Sixth graders did an engineering challenge this year to create the fastest robot they could that could also go around an obstacle placed anywhere and continue along its path. For this year’s sixth grade students, it was their first year of robotics. In subsequent years, students will have more and more experience with robotics coming into sixth grade. I created a survey with 4 parts.
- Define Robot (short answer)
- Define Engineering (short answer)
- I want to be an engineer or scientist when I am older
- I like using computers and other technology.
Students answered the last 2 questions using a Likert Scale (Strongly Agree, Agree, Neither Agree or Disagree, Disagree, and Strongly Disagree.)
Being the first year, I did not get this project quite right and it was not optimal (needed more time and/or a simpler challenge). What I found was that there was about same number of kids whose interest in engineering was increased as decreased. What is significant was that this one project did cause some movement in attitudes. In contract, interest in technology was virtually unchanged by the project. I expect to see more positive movement with a better challenge and I also expect that children with much more experience in engineering than these students, who only have 1 year, will be more resilient to temporary frustrations. We may also find that the more we expose young children to early engineering, even with the best projects, they may find it to be their thing (or not) sooner.

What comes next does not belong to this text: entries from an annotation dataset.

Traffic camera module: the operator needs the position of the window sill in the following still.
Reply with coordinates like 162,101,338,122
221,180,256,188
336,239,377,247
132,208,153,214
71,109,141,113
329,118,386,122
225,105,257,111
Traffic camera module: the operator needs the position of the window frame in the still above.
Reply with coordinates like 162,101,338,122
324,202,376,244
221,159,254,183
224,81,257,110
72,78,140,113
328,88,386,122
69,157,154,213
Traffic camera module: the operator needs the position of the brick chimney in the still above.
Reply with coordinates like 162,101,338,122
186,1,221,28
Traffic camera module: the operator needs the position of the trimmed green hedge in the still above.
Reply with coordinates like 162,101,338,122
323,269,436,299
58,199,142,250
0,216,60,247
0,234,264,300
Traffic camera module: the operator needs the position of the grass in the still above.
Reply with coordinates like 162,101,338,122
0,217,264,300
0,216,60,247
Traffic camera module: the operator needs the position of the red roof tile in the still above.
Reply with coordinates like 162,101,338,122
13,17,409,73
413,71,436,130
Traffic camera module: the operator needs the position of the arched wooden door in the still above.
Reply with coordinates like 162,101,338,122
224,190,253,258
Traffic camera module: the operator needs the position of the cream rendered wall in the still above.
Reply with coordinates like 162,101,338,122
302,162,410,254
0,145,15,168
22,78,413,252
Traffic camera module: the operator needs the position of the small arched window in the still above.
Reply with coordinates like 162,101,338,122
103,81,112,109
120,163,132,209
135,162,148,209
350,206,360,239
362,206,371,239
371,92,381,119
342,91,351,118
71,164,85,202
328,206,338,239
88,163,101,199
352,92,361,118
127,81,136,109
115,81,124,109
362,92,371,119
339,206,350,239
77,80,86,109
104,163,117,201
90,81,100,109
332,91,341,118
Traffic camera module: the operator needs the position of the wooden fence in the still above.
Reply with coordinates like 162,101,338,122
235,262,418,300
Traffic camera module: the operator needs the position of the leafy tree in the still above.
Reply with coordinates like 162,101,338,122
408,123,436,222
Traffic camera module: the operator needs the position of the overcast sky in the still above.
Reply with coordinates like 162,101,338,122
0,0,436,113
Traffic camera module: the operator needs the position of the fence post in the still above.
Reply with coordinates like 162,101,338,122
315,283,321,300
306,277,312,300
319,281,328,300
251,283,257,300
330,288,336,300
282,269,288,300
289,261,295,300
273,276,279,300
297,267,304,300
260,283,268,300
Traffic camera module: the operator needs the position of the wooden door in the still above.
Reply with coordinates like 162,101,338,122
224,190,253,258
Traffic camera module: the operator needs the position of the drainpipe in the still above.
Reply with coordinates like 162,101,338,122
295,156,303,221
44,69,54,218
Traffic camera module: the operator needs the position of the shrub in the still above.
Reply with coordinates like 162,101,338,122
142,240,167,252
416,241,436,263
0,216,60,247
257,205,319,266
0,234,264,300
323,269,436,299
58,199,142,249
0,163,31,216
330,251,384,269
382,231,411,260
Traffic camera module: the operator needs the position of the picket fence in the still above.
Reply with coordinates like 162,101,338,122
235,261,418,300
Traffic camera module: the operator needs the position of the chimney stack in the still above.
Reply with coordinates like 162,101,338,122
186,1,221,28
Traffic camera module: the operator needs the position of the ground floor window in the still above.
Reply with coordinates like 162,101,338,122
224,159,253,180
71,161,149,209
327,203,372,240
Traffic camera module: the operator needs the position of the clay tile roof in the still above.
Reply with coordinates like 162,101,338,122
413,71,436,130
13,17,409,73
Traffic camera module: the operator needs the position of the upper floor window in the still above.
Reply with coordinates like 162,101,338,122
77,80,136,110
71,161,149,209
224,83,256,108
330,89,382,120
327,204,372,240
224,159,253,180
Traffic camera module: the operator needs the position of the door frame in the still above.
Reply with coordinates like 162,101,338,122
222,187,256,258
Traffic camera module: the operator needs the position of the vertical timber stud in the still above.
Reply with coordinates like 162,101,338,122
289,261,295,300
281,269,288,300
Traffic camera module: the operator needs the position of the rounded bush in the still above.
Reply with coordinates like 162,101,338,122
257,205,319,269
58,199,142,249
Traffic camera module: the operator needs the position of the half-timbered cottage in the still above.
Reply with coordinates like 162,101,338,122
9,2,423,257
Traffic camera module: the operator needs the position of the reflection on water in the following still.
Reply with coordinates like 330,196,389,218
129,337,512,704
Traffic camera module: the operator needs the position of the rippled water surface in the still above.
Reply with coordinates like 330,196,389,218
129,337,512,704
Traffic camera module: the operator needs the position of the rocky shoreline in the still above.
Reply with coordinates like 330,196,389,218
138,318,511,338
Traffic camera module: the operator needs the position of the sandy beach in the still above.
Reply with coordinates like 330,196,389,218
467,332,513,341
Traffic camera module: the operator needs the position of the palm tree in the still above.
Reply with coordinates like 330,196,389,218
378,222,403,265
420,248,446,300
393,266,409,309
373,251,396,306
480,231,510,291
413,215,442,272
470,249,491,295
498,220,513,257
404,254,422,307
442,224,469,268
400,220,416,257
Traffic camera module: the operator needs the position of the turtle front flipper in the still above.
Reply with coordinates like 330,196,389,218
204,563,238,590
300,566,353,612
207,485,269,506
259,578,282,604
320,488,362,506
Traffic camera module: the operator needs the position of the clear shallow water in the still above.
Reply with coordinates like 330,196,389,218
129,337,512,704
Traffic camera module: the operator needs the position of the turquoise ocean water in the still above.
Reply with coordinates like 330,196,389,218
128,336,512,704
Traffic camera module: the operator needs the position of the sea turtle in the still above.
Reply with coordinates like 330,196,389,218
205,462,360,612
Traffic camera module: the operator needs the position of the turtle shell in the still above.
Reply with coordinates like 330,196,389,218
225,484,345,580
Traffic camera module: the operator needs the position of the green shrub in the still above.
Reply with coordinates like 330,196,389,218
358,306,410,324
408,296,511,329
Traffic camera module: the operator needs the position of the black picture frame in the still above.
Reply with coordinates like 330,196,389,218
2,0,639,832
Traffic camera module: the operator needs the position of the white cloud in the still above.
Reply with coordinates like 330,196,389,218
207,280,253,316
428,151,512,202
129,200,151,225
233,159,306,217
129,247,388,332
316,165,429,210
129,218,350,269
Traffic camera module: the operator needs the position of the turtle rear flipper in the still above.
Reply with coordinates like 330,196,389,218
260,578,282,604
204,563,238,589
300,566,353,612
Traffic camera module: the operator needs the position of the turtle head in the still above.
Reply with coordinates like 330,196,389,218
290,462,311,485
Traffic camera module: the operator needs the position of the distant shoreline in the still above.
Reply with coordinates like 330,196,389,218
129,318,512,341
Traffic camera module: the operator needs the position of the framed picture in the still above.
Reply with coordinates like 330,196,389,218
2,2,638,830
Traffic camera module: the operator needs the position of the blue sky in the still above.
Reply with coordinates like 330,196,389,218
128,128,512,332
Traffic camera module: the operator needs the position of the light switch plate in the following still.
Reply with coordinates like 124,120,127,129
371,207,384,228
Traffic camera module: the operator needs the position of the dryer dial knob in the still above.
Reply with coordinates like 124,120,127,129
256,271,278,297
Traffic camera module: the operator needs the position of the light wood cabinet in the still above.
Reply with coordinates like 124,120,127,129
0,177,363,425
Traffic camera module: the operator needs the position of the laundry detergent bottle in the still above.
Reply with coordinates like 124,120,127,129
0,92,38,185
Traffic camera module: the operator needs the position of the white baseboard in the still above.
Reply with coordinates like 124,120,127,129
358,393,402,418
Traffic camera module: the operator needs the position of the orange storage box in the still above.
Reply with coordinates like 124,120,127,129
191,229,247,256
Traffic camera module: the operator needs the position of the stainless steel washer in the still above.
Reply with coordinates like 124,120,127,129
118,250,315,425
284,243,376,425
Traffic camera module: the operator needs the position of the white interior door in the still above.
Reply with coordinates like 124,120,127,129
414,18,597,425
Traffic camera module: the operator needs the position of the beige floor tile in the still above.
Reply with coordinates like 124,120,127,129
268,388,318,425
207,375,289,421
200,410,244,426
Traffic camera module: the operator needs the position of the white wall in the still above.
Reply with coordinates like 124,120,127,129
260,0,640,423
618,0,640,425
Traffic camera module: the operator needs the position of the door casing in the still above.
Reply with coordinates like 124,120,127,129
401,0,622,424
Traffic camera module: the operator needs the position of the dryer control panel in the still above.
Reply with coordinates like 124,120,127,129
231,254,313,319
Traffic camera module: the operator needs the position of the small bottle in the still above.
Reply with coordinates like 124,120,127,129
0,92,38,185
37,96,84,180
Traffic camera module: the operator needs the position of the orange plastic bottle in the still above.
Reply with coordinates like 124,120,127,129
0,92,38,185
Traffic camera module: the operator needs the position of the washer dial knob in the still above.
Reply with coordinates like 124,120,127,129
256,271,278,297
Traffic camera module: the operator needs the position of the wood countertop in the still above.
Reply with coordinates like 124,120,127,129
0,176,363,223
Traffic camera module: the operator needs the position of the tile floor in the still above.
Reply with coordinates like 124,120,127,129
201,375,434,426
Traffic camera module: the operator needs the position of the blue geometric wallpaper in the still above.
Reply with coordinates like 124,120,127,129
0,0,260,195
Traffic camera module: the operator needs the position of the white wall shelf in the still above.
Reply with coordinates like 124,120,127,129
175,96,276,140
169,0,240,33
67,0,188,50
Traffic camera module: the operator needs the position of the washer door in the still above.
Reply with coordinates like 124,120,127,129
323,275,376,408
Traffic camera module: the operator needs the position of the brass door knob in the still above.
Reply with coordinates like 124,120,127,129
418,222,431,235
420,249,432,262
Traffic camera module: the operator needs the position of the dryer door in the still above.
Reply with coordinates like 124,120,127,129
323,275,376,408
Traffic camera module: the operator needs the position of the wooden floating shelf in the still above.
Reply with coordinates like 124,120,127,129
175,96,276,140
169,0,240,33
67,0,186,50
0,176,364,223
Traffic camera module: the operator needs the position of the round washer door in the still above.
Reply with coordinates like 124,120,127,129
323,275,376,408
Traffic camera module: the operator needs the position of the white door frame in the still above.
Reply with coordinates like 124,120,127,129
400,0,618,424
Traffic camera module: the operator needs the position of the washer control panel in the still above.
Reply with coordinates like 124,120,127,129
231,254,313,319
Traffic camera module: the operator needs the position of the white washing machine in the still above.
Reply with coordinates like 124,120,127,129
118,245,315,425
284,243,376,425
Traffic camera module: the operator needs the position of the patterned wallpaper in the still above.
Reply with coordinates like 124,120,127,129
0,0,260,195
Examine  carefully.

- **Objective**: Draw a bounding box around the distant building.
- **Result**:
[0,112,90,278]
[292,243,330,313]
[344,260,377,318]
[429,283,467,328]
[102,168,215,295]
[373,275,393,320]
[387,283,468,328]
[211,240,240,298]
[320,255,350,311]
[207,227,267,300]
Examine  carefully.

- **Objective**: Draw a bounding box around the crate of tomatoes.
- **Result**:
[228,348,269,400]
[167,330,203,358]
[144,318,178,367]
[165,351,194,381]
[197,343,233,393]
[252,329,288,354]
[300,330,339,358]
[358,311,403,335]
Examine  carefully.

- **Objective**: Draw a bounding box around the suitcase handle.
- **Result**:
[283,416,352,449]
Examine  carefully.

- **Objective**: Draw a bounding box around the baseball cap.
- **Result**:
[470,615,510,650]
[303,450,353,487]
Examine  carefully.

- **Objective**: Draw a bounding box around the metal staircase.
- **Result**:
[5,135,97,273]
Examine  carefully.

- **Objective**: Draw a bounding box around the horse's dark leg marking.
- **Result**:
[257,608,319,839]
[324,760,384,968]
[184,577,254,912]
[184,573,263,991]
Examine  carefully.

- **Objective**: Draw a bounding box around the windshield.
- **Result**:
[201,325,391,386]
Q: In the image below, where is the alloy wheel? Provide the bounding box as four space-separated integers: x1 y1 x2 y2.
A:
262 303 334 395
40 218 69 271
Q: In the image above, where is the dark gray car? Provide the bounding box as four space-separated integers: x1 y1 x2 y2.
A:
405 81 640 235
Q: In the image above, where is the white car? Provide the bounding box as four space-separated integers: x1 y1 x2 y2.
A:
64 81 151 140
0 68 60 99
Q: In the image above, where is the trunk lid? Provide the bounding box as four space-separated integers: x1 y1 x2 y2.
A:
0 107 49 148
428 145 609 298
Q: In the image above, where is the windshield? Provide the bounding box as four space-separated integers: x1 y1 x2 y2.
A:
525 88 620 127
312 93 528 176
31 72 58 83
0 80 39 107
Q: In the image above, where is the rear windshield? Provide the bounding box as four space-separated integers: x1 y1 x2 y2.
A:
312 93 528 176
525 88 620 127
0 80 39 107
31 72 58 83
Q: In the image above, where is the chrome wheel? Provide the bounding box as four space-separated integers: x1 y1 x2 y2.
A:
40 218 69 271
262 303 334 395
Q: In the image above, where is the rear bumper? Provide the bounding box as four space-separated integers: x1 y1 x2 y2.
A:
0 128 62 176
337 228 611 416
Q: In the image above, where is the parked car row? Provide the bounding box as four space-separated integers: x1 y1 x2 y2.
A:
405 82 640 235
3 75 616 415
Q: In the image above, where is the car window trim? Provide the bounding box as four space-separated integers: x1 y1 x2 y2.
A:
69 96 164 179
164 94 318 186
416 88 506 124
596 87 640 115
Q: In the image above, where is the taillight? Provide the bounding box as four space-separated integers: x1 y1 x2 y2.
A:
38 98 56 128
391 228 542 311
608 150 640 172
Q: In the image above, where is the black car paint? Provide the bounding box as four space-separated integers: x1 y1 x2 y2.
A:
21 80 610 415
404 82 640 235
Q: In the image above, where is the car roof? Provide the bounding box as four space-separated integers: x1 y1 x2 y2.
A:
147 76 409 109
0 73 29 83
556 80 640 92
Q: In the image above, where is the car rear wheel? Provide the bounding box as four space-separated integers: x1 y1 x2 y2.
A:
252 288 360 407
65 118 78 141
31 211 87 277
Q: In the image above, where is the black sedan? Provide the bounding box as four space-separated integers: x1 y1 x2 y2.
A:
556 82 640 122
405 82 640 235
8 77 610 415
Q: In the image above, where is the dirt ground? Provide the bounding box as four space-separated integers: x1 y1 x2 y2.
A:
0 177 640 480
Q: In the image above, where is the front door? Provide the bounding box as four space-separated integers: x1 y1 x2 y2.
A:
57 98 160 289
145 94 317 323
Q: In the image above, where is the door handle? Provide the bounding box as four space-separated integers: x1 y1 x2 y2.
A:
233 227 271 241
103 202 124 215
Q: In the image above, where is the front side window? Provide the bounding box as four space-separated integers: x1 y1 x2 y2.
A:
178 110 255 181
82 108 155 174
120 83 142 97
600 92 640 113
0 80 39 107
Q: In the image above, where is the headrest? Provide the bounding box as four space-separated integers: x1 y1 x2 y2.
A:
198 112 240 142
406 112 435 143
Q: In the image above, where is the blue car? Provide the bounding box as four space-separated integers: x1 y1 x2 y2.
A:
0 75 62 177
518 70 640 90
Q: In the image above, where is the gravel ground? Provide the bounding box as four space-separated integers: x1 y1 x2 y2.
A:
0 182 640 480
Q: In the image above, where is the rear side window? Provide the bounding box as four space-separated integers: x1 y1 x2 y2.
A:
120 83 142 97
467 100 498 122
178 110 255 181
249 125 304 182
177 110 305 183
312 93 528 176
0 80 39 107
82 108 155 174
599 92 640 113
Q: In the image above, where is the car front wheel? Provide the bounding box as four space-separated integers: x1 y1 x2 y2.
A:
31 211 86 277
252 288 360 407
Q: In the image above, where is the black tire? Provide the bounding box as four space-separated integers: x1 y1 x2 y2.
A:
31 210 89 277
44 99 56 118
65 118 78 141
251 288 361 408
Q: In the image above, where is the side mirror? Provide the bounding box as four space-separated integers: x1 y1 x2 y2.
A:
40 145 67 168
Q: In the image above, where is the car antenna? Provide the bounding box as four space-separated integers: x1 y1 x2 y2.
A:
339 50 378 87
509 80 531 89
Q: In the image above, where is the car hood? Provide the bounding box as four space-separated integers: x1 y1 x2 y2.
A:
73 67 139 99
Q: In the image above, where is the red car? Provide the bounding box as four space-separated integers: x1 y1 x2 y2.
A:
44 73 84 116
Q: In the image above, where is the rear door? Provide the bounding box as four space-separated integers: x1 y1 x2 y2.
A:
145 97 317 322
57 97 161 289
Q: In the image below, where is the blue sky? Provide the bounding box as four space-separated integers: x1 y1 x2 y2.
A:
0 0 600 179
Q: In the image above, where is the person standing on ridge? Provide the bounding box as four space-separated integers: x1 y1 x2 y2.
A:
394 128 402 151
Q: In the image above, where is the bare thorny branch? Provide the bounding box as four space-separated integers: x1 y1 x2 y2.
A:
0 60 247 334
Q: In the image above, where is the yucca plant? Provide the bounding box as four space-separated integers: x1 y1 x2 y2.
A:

When I asked this year’s sixth graders after the survey about their responses, they said:
- they felt frustrated because they could not finish,
- that engineering was too hard (based on this),
- that engineering was fun but that they would not want to do it full time, that they liked the projects but had stronger interests besides engineering.
It will be interesting to see what happens next year. I am going to simplify the challenge and also the kids next year will come in with a year of robotics experience. I also had to give the survey right after the project finished (or not), so next year, I will let some time pass regardless of the my perceived success of the project.